When UC Santa Barbara hands out its annual “Venky” award for entrepreneurial leadership each spring, typically it is a top scientist who gets the hardware.
That’s because the award is named after Venky Narayanamurti, the former UCSB dean of engineering and an architect of the strategy that made UCSB a world leader in materials, photonics and other fields.
But this year was different — the award went not to a technologist and not to a UCSB alumnus, but to an enabler of technology who is part of the broader innovation culture of the South Coast. And Venky himself traveled all the way from the Boston area to offer remarks about the future of technology.
The enabler of technology is Lynda Weinman, founder and leader of Lynda.com, the spectacularly successful company that enabled thousands of people to better understand graphic design, spreadsheets and software. Lynda.com became one of the first companies in the region to achieve true “unicorn” status when it was sold to LinkedIn for $1.5 billion in 2015. The transaction closed on the day the Business Times inducted Weinman into our Business Hall of Fame.
In her remarks, Weinman described herself as an accidental teacher and entrepreneur who stumbled on the idea that instructions for operating personal computers should be written for consumers, not technicians.
“Imagine not touching a computer until you were 28 years old,” she said, providing perspective about the way that new waves of technology have overtaken our lives and those of our grandkids. “I began my career not understanding I was a teacher,” she said, adding that “the hallmark of entrepreneurs is to make an improvement to something that exists.”
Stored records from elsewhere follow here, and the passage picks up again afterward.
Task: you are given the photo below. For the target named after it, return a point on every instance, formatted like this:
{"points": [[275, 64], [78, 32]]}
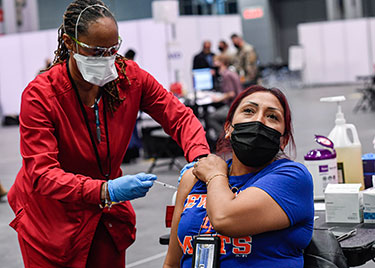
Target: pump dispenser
{"points": [[349, 151]]}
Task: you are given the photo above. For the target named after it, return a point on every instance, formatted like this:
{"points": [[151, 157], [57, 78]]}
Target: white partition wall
{"points": [[359, 55], [11, 74], [23, 55], [337, 51], [310, 36]]}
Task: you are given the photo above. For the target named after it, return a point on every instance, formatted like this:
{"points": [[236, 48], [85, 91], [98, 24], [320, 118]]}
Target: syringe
{"points": [[166, 185]]}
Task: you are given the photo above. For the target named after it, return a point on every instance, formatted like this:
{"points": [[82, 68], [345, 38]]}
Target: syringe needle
{"points": [[166, 185]]}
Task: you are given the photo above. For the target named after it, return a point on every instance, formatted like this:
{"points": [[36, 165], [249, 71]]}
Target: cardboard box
{"points": [[369, 205], [344, 203]]}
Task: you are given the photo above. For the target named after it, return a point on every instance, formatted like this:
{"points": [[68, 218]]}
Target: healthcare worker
{"points": [[76, 121]]}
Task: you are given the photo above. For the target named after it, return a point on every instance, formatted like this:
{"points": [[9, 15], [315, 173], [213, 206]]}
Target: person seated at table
{"points": [[259, 203], [230, 86]]}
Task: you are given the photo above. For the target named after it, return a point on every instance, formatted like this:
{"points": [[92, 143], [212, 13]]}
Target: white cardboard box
{"points": [[344, 203], [369, 205]]}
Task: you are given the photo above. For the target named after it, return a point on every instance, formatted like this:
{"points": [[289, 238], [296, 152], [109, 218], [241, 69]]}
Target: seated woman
{"points": [[259, 203]]}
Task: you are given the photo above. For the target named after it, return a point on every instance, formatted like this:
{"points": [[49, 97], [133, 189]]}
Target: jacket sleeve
{"points": [[177, 120], [39, 150]]}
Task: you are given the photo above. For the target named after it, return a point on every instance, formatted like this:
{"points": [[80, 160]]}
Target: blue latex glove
{"points": [[130, 187], [185, 168]]}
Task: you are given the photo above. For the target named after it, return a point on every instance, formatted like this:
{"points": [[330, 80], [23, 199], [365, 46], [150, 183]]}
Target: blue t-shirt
{"points": [[290, 185]]}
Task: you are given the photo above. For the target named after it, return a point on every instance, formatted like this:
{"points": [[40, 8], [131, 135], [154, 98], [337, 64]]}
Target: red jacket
{"points": [[57, 191]]}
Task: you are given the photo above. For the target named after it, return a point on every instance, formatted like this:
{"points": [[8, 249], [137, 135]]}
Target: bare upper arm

Under Weinman and her husband Bruce Heavin, Lynda.com took computer manuals that were often repurposed as monitor supports and transformed them into videos that were easy to watch and easy to follow.
The company grew in part by not following the traditional venture capital model; it generated cash that was invested back into the business, driven largely by the passionate engagement of its subscribers.
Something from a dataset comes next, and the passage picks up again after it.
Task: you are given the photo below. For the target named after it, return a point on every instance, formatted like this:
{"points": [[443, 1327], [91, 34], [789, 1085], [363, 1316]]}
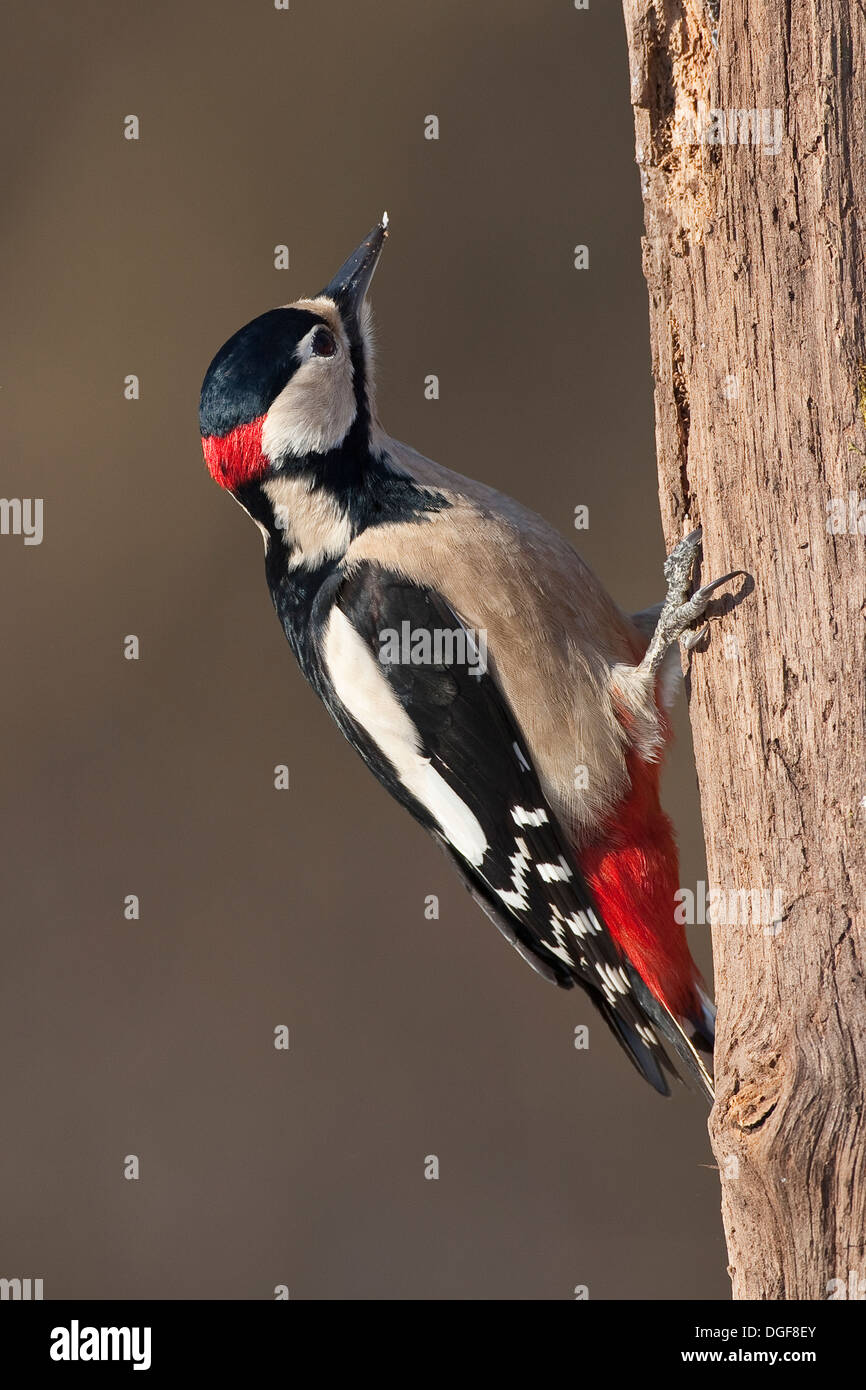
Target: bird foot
{"points": [[680, 612]]}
Along the way, Weinman, who had a nontraditional experience herself, transformed the idea of education, shedding a lot of the academic superstructure in favor of an enjoyable, skills-based experience that allowed each student to “work at his or her own pace.”
“Education is a tarnished brand,” she said, “but learning is pristine.” She also discovered the tremendous power of film and the visual arts to stimulate learning and creativity, she said.
During his remarks, Narayanamurti, who left UC Santa Barbara to become dean of engineering at Harvard, applauded Weinman’s intuitive approach to learning.
He talked about the challenge of providing engineering students with more background in humanities and social sciences to make sure that technology remains in touch with the humans who will use the inventions of the future.
During a conversation after the program, he told me he was working on a book that will be a series of essays about technology and its role in society. He pointed out that behavioral economics has transformed a profession that was rooted in mathematics and wondered if something similar might happen for technology.
My takeaway was that technology and education are two fields that have been dragged into the public square in recent years. The impact of new technology on jobs in the manufacturing sector has caught a lot of people by surprise and created a lot of social distress. Likewise, the debate over the future of public education has gotten louder and louder.
It’s clear that some big thinkers in the tech world will figure out how to bend the curve of technology, and the learning experience, so that it doesn’t leave so many people behind. In their remarks on March 8, Weinman and Narayanamurti gave a few hints about what that future might look like.